Lemon Asparagus Risotto is a versatile recipe that makes a great side dish or a vegetarian meal. While it can be made at any time of the year, it is best in the spring when you can find the slender stalks of asparagus.
It will only take you about 20 minutes of cooking time to make this but it is all active time. The process of adding the broth to the rice needs to be done slowly and it needs to be stirred into the rice. You just might find this process to be relaxing!
If you are a fan of asparagus, you might like Raspberry Asparagus.
SOME THINGS TO KNOW:
- Arborio rice is an Italian short grain rice. It has a high starch content and when it is cooked, it releases the starch and results in a firm, creamy rice.

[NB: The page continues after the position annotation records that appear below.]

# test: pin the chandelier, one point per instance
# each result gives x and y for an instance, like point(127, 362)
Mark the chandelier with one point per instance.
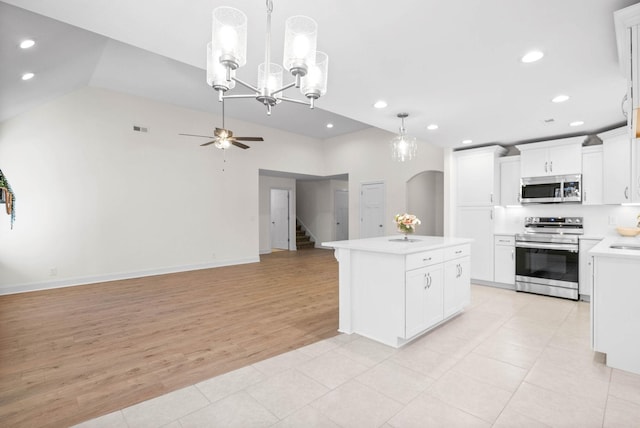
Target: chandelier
point(403, 146)
point(227, 52)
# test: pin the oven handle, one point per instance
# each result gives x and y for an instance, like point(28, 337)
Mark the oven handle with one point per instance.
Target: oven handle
point(548, 246)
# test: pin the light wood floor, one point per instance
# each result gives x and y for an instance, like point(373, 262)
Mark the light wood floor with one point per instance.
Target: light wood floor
point(71, 354)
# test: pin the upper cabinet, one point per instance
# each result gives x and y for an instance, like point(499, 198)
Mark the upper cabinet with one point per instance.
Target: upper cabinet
point(627, 22)
point(477, 176)
point(555, 157)
point(509, 180)
point(616, 165)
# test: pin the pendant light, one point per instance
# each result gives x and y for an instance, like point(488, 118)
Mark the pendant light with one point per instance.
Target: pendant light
point(403, 146)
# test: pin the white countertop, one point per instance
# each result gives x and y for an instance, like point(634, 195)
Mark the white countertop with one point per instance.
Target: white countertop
point(603, 247)
point(390, 245)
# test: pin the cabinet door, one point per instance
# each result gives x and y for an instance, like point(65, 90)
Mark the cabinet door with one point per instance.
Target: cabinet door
point(457, 292)
point(423, 299)
point(477, 223)
point(592, 182)
point(617, 169)
point(533, 162)
point(505, 263)
point(585, 279)
point(475, 179)
point(565, 159)
point(510, 180)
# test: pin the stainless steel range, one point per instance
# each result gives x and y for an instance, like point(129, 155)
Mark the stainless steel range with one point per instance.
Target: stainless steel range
point(547, 256)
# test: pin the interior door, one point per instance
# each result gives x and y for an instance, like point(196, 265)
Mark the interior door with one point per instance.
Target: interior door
point(372, 210)
point(341, 206)
point(280, 219)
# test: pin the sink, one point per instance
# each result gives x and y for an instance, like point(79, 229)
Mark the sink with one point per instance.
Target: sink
point(625, 246)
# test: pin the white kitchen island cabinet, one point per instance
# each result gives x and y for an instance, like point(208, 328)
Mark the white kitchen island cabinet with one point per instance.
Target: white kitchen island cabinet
point(615, 318)
point(393, 291)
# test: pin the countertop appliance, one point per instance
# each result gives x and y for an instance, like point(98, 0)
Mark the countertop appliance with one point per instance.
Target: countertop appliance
point(551, 189)
point(547, 256)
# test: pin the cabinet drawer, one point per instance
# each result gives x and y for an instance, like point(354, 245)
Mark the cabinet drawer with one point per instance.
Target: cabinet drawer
point(456, 252)
point(505, 240)
point(425, 258)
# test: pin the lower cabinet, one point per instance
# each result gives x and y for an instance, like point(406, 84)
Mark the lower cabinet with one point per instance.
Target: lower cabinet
point(457, 293)
point(437, 291)
point(424, 289)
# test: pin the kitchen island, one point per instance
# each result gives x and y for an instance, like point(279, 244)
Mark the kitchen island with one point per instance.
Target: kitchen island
point(615, 314)
point(393, 290)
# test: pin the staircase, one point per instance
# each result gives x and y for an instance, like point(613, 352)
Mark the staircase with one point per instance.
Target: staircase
point(302, 240)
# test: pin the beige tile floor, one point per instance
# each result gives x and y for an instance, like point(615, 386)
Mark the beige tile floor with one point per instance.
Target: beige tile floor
point(510, 360)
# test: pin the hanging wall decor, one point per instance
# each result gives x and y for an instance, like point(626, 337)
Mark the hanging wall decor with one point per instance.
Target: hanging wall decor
point(7, 197)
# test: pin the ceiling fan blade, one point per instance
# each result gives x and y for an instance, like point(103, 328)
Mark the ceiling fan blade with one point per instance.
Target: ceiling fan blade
point(237, 144)
point(194, 135)
point(248, 138)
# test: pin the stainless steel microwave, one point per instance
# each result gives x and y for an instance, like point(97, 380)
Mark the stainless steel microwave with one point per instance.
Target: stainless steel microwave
point(551, 189)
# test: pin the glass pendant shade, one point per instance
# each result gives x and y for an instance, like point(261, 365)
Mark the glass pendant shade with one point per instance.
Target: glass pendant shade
point(229, 36)
point(268, 84)
point(314, 83)
point(300, 41)
point(216, 72)
point(404, 148)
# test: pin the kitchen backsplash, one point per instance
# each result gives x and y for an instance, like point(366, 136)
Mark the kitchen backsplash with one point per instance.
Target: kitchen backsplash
point(599, 220)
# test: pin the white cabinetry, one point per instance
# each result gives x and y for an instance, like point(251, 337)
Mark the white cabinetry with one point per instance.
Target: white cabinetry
point(457, 277)
point(614, 311)
point(585, 262)
point(424, 294)
point(555, 157)
point(477, 176)
point(509, 180)
point(616, 164)
point(477, 223)
point(592, 180)
point(394, 291)
point(505, 259)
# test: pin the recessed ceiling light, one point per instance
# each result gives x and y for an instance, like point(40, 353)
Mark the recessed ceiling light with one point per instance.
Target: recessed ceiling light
point(532, 56)
point(26, 44)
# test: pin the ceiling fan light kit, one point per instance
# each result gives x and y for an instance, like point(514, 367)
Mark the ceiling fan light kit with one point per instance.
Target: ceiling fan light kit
point(227, 52)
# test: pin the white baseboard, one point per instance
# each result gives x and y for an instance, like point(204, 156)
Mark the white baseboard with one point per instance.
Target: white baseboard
point(72, 282)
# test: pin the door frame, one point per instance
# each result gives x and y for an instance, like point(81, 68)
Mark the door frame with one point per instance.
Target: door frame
point(291, 215)
point(361, 207)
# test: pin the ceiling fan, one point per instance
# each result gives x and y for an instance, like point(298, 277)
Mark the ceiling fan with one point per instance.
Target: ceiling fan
point(223, 138)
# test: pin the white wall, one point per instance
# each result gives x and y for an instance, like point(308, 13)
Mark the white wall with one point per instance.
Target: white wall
point(366, 156)
point(96, 201)
point(425, 199)
point(266, 184)
point(316, 207)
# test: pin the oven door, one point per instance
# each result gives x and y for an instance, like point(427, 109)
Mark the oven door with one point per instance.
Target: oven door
point(547, 264)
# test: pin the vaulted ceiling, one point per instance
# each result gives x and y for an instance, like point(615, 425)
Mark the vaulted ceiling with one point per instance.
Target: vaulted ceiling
point(456, 64)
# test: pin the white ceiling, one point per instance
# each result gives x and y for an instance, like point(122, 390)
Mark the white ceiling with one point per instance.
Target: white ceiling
point(451, 63)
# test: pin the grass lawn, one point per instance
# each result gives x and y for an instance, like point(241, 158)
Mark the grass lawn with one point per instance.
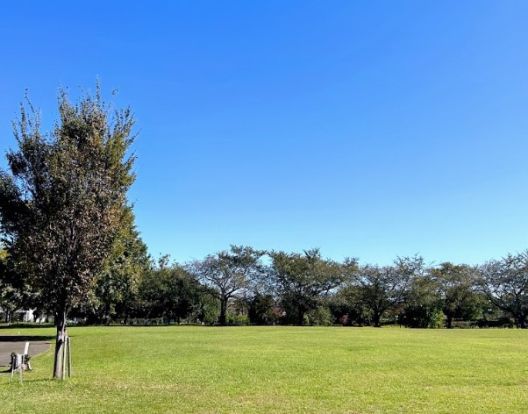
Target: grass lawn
point(278, 369)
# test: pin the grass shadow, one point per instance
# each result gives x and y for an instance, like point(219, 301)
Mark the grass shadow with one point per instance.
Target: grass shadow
point(25, 338)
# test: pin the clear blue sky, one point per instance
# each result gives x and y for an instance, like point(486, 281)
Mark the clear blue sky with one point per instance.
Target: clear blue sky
point(368, 129)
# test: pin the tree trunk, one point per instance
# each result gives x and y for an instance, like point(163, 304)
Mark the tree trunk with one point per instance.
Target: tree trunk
point(58, 364)
point(376, 319)
point(222, 320)
point(300, 316)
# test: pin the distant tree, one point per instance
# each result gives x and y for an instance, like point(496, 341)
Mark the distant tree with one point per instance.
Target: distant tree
point(169, 291)
point(261, 309)
point(505, 282)
point(116, 287)
point(302, 280)
point(383, 288)
point(62, 202)
point(422, 303)
point(228, 273)
point(457, 286)
point(347, 307)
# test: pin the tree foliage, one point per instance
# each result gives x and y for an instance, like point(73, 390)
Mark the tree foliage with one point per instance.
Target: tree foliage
point(62, 201)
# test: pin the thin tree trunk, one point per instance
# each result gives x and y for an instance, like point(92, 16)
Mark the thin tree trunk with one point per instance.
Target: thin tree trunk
point(223, 311)
point(58, 364)
point(300, 316)
point(376, 318)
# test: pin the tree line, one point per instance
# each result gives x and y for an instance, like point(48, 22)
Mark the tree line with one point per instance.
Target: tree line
point(242, 286)
point(69, 248)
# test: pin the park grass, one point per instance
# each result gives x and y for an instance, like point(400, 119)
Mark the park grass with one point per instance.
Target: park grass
point(278, 369)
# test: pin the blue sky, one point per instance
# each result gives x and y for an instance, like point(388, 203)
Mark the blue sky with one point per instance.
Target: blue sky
point(368, 129)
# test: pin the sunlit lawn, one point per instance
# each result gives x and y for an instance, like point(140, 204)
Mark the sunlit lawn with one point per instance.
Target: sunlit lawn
point(279, 369)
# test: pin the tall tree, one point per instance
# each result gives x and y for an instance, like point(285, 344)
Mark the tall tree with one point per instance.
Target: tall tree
point(505, 282)
point(62, 200)
point(228, 272)
point(303, 279)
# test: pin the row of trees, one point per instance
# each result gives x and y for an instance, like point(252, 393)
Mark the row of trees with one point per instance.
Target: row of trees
point(69, 248)
point(247, 286)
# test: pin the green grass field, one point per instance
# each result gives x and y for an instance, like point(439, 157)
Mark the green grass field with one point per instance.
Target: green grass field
point(279, 369)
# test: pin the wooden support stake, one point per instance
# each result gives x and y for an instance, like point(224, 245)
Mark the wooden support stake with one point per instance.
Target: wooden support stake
point(63, 357)
point(69, 356)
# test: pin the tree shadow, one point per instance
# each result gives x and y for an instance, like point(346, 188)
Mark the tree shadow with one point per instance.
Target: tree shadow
point(25, 338)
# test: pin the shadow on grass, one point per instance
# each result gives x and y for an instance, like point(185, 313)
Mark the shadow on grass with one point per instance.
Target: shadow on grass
point(25, 338)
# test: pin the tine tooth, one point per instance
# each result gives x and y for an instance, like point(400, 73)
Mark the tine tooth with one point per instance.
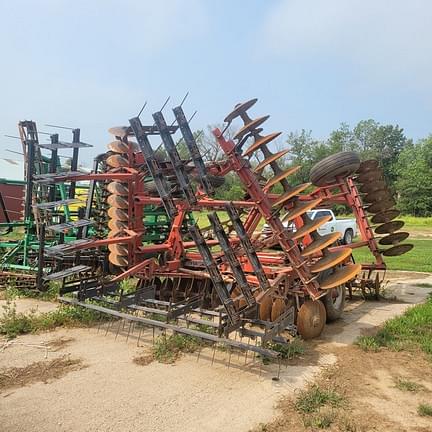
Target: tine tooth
point(291, 193)
point(283, 175)
point(330, 259)
point(249, 127)
point(239, 109)
point(389, 227)
point(269, 160)
point(341, 276)
point(321, 243)
point(301, 208)
point(120, 131)
point(309, 227)
point(260, 142)
point(398, 250)
point(117, 161)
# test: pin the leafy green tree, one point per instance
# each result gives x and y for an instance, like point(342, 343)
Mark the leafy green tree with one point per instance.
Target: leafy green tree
point(414, 182)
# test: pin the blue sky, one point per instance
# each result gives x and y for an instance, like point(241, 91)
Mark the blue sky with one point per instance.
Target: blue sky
point(312, 64)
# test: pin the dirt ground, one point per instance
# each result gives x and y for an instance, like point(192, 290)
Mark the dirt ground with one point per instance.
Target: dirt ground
point(98, 387)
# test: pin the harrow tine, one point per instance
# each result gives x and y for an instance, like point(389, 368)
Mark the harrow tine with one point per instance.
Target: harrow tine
point(193, 149)
point(232, 259)
point(214, 352)
point(174, 157)
point(215, 274)
point(154, 167)
point(139, 335)
point(247, 246)
point(118, 328)
point(109, 325)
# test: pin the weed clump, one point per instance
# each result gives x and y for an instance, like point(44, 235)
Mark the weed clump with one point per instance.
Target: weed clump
point(167, 349)
point(425, 410)
point(407, 385)
point(293, 349)
point(13, 323)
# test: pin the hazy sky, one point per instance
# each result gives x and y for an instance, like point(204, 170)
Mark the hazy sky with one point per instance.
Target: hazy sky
point(312, 64)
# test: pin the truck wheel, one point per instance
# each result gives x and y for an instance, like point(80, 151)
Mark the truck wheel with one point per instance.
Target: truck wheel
point(334, 300)
point(341, 164)
point(348, 236)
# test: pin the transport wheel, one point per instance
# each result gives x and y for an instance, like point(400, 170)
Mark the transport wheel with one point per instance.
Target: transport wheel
point(311, 319)
point(348, 236)
point(334, 303)
point(341, 164)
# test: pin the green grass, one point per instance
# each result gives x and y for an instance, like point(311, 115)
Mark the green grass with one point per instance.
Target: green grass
point(13, 323)
point(295, 348)
point(313, 398)
point(417, 259)
point(167, 349)
point(425, 410)
point(407, 385)
point(410, 331)
point(51, 293)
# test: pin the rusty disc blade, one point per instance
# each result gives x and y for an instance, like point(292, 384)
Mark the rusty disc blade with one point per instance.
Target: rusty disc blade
point(115, 213)
point(118, 147)
point(378, 195)
point(260, 142)
point(331, 259)
point(249, 127)
point(341, 276)
point(380, 206)
point(115, 233)
point(311, 319)
point(239, 109)
point(369, 165)
point(370, 176)
point(398, 250)
point(118, 249)
point(385, 216)
point(373, 186)
point(389, 227)
point(117, 161)
point(117, 202)
point(118, 188)
point(291, 193)
point(301, 208)
point(309, 227)
point(120, 131)
point(321, 243)
point(281, 176)
point(265, 307)
point(116, 225)
point(270, 159)
point(394, 238)
point(278, 308)
point(118, 260)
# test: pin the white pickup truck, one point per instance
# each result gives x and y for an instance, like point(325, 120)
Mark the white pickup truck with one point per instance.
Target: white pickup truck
point(347, 227)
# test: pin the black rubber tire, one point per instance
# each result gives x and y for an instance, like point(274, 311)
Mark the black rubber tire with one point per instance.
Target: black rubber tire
point(348, 236)
point(341, 164)
point(334, 310)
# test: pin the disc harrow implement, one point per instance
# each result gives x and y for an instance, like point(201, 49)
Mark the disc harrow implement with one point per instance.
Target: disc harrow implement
point(148, 196)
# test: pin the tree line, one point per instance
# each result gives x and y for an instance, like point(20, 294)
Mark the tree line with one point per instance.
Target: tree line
point(407, 165)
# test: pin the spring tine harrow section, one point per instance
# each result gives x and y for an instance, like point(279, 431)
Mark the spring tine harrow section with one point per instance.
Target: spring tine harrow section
point(232, 259)
point(215, 274)
point(174, 157)
point(193, 149)
point(153, 167)
point(247, 246)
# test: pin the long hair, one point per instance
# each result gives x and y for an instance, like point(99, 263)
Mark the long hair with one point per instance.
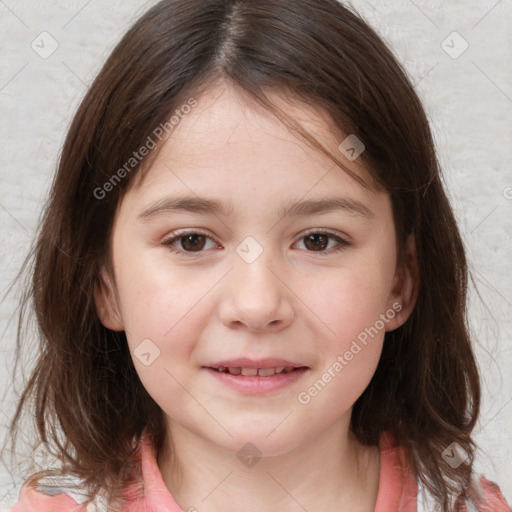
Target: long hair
point(88, 400)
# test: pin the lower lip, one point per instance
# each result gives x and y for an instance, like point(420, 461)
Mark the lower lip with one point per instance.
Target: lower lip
point(254, 384)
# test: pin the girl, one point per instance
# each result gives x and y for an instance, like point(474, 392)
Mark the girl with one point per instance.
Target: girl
point(249, 284)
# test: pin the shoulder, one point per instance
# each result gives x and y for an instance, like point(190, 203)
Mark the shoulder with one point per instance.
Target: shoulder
point(493, 499)
point(59, 493)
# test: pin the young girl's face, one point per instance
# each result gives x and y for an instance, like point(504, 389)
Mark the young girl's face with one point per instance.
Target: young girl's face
point(268, 277)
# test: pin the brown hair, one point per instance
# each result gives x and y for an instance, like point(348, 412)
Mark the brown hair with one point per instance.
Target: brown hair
point(426, 387)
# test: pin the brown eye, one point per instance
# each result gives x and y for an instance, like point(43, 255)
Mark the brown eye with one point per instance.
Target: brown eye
point(194, 242)
point(190, 243)
point(317, 241)
point(323, 242)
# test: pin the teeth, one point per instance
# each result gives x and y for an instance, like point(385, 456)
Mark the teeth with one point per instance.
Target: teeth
point(262, 372)
point(265, 372)
point(249, 371)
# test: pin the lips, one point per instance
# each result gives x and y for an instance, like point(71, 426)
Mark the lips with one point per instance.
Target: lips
point(250, 367)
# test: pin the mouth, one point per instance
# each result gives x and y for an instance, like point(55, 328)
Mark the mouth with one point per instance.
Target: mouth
point(260, 372)
point(257, 376)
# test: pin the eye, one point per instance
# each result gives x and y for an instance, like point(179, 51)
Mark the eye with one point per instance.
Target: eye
point(318, 241)
point(189, 242)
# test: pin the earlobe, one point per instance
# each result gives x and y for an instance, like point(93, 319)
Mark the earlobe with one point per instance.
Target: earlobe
point(106, 303)
point(405, 286)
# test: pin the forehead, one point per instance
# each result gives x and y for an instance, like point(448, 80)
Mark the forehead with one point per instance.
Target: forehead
point(229, 143)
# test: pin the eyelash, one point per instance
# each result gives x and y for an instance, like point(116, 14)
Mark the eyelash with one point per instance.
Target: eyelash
point(170, 242)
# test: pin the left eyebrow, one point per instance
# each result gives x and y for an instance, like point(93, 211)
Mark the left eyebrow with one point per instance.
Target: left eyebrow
point(220, 208)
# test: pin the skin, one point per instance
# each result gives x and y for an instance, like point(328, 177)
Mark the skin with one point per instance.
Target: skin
point(292, 302)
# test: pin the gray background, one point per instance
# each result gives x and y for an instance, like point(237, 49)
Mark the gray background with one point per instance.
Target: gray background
point(468, 99)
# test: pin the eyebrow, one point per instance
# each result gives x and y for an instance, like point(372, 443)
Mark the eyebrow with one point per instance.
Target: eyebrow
point(220, 208)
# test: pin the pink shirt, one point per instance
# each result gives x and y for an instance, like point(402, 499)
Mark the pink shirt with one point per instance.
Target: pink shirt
point(398, 490)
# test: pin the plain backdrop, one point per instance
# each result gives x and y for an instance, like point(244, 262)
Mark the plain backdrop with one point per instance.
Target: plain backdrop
point(468, 96)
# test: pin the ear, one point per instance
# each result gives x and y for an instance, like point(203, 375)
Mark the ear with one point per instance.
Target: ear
point(107, 305)
point(404, 292)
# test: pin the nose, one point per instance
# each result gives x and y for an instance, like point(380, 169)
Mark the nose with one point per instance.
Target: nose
point(255, 297)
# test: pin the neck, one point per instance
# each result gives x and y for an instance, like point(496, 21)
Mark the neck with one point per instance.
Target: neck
point(331, 473)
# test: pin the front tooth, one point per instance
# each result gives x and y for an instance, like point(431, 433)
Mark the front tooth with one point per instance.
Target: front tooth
point(266, 372)
point(249, 371)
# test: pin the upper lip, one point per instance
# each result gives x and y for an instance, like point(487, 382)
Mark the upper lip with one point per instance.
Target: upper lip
point(243, 362)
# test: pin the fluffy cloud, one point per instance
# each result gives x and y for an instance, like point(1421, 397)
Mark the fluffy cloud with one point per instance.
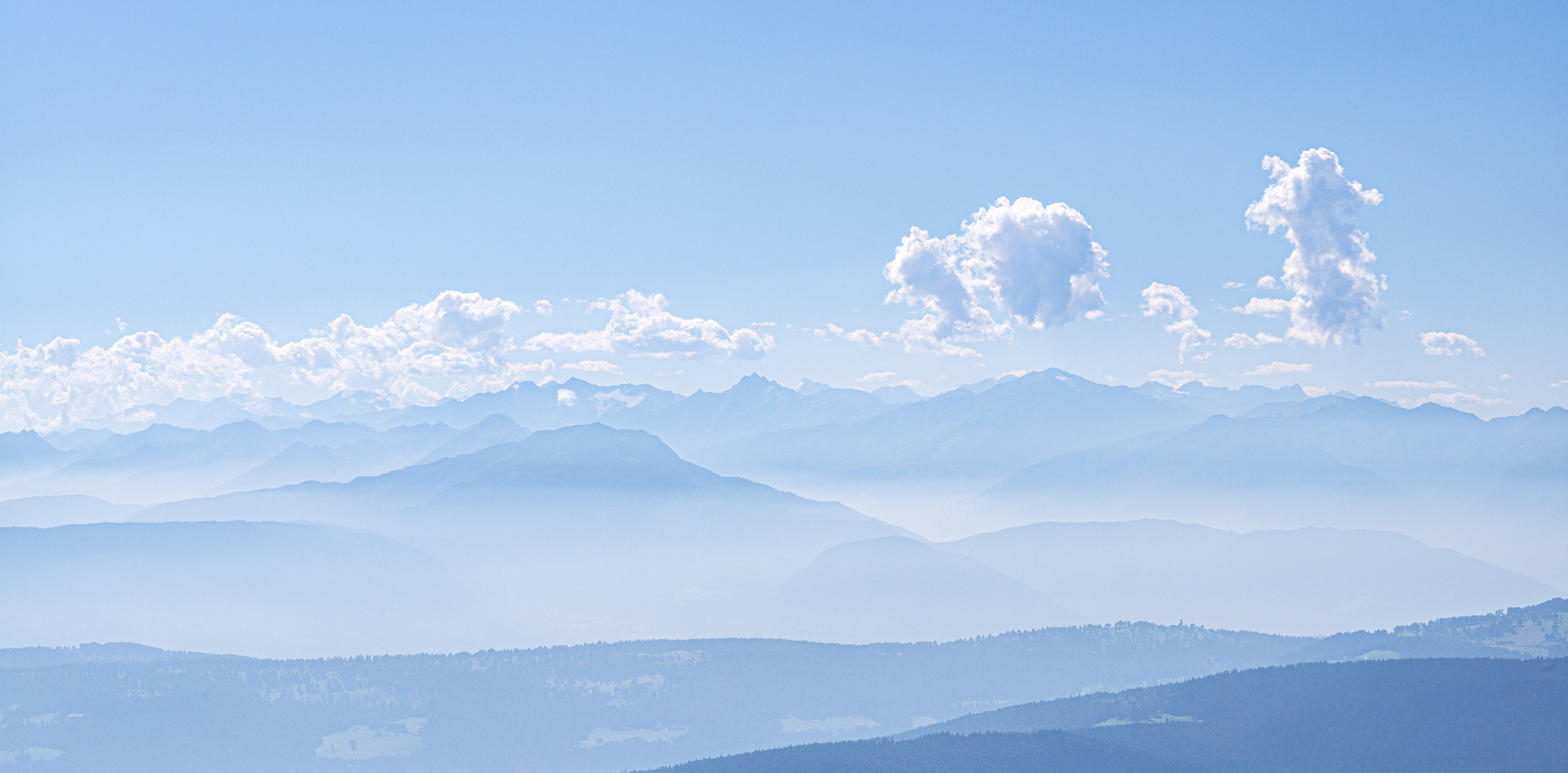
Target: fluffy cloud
point(1177, 379)
point(1278, 367)
point(1451, 344)
point(861, 336)
point(1169, 301)
point(640, 326)
point(451, 347)
point(1032, 264)
point(593, 366)
point(1250, 342)
point(1413, 384)
point(1335, 292)
point(1264, 306)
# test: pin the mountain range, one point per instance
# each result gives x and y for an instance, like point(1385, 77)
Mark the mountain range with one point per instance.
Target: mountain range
point(639, 704)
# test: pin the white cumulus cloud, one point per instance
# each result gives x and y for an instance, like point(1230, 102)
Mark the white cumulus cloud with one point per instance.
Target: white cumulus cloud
point(1278, 367)
point(1413, 384)
point(640, 326)
point(593, 366)
point(1335, 292)
point(1451, 344)
point(1250, 342)
point(1023, 261)
point(451, 347)
point(1167, 300)
point(861, 336)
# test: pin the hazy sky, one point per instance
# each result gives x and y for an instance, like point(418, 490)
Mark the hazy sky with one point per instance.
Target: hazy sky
point(294, 163)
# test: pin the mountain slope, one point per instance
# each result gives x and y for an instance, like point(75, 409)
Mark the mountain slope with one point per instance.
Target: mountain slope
point(593, 708)
point(1303, 582)
point(584, 532)
point(943, 753)
point(896, 588)
point(946, 446)
point(1393, 716)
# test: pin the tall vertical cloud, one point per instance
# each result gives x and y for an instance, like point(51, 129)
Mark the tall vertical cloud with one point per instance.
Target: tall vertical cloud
point(1026, 262)
point(1335, 292)
point(1165, 300)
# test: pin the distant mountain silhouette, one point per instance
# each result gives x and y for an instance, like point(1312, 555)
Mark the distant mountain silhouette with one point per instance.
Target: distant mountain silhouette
point(167, 463)
point(491, 430)
point(946, 446)
point(1302, 582)
point(71, 508)
point(24, 455)
point(899, 394)
point(1222, 400)
point(584, 518)
point(991, 753)
point(1411, 716)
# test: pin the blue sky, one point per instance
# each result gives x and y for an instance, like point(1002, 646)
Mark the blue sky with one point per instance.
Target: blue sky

- Arborio rice is more expensive than most rice and is sometimes not readily available. If you cannot find it you can substitute any kind of short or medium grain rice. It will not be exactly the same but it will work.
- Do not use long grain rice in this recipe. Long grain rice does not have enough starch content and you will not get a creamy risotto.
- Lemon Asparagus Risotto is best served when it has just been made.
- Risotto should not be frozen. The rice can become hard and grainy in the freezing process.
- You can keep leftovers in in airtight container in the refrigerator for up to 5 days. To reheat it, place it into a saucepan over low heat with vegetable broth that is about one quarter of the amount of the rice. Let it heat slowly, stirring occasionally until it is heated through.
Lemon Asparagus RisottoPrint This
- 1 tablespoon butter
- 1 tablespoon olive oil
- 1 small shallot, minced
- 2 cloves garlic, minced
- 1 cup arborio rice
- ½ cup white wine
- 1 teaspoon lemon juice
- 2 teaspoons lemon zest
- 4 cups vegetable broth
- I cup fresh asparagus, cut into 1” pieces
- ¼ cup parmesan cheese, grated
Place the vegetable broth into a medium size saucepan over high heat. Heat it until it comes to a boil. Turn the heat to the low setting. You will need to keep the broth warm during the entire process of making the risotto.
Add the butter and olive oil to a large saucepan over medium low heat.
Once the butter has melted add the shallots and garlic to the pan and cook, stirring occasionally for 2 minutes.
Add the rice to the pan and stir to make sure that it is evenly coated with the butter mixture. Cook stirring often for 1 minute.
Add the wine, lemon juice and lemon zest to the pan and cook stirring almost constantly until it is completely absorbed into the rice.
Add ½ cup of the warm vegetable broth to the rice and stir until it has been completely absorbed. Continue the process, adding ½ cup of the broth at a time and stirring it until the broth is completely absorbed. You will be doing this until all of the broth has been added to the rice. This will take just about 18 minutes.
When you are down to your last cup of broth to be added, stir the asparagus into the rice so it can cook.
When all of the broth has been added and absorbed, stir in the parmesan cheese. Serve.